The GLE model identifies the dependent variable that is linearly related to the factors and covariates via a specified link function. Moreover, the model allows for the dependent variable to have a non-normal distribution. It covers widely used statistical models, such as linear regression for normally distributed responses, logistic models for binary data, loglinear models for count data, complementary log-log models for interval-censored survival data, plus many other statistical models through its very general model formulation.
Examples. A shipping company can use generalized linear models to fit a Poisson regression to damage counts for several types of ships constructed in different time periods, and the resulting model can help determine which ship types are most prone to damage.

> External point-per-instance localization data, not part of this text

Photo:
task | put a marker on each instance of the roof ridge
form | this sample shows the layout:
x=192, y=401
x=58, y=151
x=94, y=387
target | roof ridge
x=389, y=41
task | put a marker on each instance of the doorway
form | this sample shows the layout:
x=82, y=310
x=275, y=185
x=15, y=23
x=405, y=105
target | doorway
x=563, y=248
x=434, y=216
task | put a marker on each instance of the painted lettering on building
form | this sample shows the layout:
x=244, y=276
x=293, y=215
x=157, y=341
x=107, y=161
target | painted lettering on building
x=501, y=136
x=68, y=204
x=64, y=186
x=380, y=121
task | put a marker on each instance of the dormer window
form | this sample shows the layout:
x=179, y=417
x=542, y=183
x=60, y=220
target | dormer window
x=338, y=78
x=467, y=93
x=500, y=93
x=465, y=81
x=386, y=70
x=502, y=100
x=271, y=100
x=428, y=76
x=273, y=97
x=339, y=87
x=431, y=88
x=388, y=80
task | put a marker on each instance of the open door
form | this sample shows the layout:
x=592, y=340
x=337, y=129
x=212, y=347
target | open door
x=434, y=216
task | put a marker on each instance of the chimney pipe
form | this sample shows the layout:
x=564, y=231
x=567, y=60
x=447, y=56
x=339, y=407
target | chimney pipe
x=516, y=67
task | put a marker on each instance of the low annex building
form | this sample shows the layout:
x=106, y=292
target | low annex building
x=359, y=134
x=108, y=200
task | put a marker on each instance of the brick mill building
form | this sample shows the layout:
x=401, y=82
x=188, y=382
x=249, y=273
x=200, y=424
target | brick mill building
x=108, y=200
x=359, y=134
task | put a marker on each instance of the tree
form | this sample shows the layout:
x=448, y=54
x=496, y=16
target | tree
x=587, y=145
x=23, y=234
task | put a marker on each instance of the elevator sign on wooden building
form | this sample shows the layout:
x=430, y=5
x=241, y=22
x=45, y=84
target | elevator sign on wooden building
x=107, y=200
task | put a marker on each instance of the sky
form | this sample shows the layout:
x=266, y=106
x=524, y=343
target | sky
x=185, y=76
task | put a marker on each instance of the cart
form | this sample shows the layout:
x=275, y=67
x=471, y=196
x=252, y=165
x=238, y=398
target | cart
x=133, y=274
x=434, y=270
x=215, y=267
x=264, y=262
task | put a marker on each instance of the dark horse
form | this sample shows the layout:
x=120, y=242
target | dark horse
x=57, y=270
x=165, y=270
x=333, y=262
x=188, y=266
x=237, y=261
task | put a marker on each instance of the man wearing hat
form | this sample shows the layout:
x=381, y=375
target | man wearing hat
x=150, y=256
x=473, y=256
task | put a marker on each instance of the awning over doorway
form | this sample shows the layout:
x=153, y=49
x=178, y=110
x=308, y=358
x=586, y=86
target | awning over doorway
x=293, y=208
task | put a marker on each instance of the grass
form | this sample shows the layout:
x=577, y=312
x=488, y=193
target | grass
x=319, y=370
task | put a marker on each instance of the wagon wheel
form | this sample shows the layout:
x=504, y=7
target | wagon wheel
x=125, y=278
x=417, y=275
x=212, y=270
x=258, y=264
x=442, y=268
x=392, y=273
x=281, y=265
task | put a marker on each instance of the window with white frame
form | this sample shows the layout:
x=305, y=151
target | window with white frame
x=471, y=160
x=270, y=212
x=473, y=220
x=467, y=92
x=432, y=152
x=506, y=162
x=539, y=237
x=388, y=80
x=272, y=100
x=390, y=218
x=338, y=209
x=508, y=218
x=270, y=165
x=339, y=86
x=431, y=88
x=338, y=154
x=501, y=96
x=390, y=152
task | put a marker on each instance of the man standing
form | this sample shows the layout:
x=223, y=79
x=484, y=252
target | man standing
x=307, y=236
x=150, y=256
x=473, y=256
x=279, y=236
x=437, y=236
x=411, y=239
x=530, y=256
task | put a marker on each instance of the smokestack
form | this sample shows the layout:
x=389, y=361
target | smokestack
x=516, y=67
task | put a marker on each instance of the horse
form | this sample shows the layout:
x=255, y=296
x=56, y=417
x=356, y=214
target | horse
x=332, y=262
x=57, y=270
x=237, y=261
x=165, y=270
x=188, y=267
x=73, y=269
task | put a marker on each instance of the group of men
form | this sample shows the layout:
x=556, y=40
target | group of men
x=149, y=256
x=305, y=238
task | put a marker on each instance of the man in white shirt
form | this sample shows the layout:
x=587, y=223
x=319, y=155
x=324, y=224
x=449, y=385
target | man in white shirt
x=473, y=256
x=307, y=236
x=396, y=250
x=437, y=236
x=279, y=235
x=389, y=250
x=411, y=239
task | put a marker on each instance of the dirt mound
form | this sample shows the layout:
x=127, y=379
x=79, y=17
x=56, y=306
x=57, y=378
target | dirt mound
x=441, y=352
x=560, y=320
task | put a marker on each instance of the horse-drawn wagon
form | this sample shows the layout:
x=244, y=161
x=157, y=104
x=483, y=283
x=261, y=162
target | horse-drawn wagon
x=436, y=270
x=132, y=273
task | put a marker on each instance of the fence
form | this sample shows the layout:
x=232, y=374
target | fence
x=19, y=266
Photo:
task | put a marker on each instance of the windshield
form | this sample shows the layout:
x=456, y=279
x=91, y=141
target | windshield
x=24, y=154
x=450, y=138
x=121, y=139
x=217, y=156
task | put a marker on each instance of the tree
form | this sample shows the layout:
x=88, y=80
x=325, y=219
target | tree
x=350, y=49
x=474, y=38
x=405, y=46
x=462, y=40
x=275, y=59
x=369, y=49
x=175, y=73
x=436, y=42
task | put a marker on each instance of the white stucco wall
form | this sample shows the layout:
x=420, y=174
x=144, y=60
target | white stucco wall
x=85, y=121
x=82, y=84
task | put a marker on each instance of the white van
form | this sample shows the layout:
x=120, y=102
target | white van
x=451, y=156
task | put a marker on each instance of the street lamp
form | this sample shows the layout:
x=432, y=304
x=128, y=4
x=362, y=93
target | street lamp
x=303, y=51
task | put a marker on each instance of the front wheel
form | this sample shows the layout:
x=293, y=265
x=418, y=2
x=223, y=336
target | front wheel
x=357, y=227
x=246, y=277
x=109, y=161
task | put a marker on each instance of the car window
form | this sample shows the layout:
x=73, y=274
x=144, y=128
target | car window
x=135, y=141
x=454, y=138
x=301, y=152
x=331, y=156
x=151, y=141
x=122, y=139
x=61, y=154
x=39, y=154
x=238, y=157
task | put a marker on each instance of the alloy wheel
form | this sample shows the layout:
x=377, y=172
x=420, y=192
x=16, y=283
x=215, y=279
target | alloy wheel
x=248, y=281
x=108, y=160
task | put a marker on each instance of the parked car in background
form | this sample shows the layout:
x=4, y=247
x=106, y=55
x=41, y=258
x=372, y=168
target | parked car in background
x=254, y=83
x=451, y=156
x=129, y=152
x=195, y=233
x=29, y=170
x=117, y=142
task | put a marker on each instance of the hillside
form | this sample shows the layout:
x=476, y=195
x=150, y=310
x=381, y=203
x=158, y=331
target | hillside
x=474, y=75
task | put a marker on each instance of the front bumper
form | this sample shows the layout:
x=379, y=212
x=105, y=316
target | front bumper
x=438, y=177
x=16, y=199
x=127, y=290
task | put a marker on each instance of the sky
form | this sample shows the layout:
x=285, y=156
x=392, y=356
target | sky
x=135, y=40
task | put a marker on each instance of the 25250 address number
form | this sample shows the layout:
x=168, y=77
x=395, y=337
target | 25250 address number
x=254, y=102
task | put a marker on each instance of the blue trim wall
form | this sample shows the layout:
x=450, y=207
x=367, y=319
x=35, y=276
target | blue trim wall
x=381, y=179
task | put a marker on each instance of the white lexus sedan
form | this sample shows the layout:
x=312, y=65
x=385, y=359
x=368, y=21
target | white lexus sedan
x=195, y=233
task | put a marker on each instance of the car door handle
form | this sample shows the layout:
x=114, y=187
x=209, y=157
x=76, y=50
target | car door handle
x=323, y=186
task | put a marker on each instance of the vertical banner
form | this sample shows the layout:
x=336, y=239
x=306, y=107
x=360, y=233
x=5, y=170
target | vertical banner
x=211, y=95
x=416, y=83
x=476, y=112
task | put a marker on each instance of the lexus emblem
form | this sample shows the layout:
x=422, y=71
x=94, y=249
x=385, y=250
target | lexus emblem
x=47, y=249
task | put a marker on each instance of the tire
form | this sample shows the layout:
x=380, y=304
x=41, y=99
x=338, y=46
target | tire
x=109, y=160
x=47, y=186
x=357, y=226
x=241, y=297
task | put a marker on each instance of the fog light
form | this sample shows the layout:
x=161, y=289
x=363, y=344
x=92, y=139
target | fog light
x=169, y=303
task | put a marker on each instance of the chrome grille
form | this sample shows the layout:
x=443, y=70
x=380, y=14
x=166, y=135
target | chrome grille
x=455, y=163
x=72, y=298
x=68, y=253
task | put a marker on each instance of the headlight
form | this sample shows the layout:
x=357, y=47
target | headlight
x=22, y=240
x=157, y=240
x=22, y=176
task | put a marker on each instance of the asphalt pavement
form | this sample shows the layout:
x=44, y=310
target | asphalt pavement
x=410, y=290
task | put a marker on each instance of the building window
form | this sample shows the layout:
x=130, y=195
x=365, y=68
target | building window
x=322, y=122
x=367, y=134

A car insurance company can use generalized linear models to fit a gamma regression to damage claims for cars, and the resulting model can help determine the factors that contribute the most to claim size.
Medical researchers can use generalized linear models to fit a complementary log-log regression to interval-censored survival data to predict the time to recurrence for a medical condition.
GLE models work by building an equation that relates the input field values to the output field values. After the model is generated, you can use it to estimate values for new data.
For a categorical target, for each record, a probability of membership is computed for each possible output category. The target category with the highest probability is assigned as the predicted output value for that record.
Requirements. You need one or more input fields and
exactly one target field (which can have a measurement level of Continuous
,
Categorical
, or Flag
) with two or more categories. Fields used in
the model must have their types fully instantiated.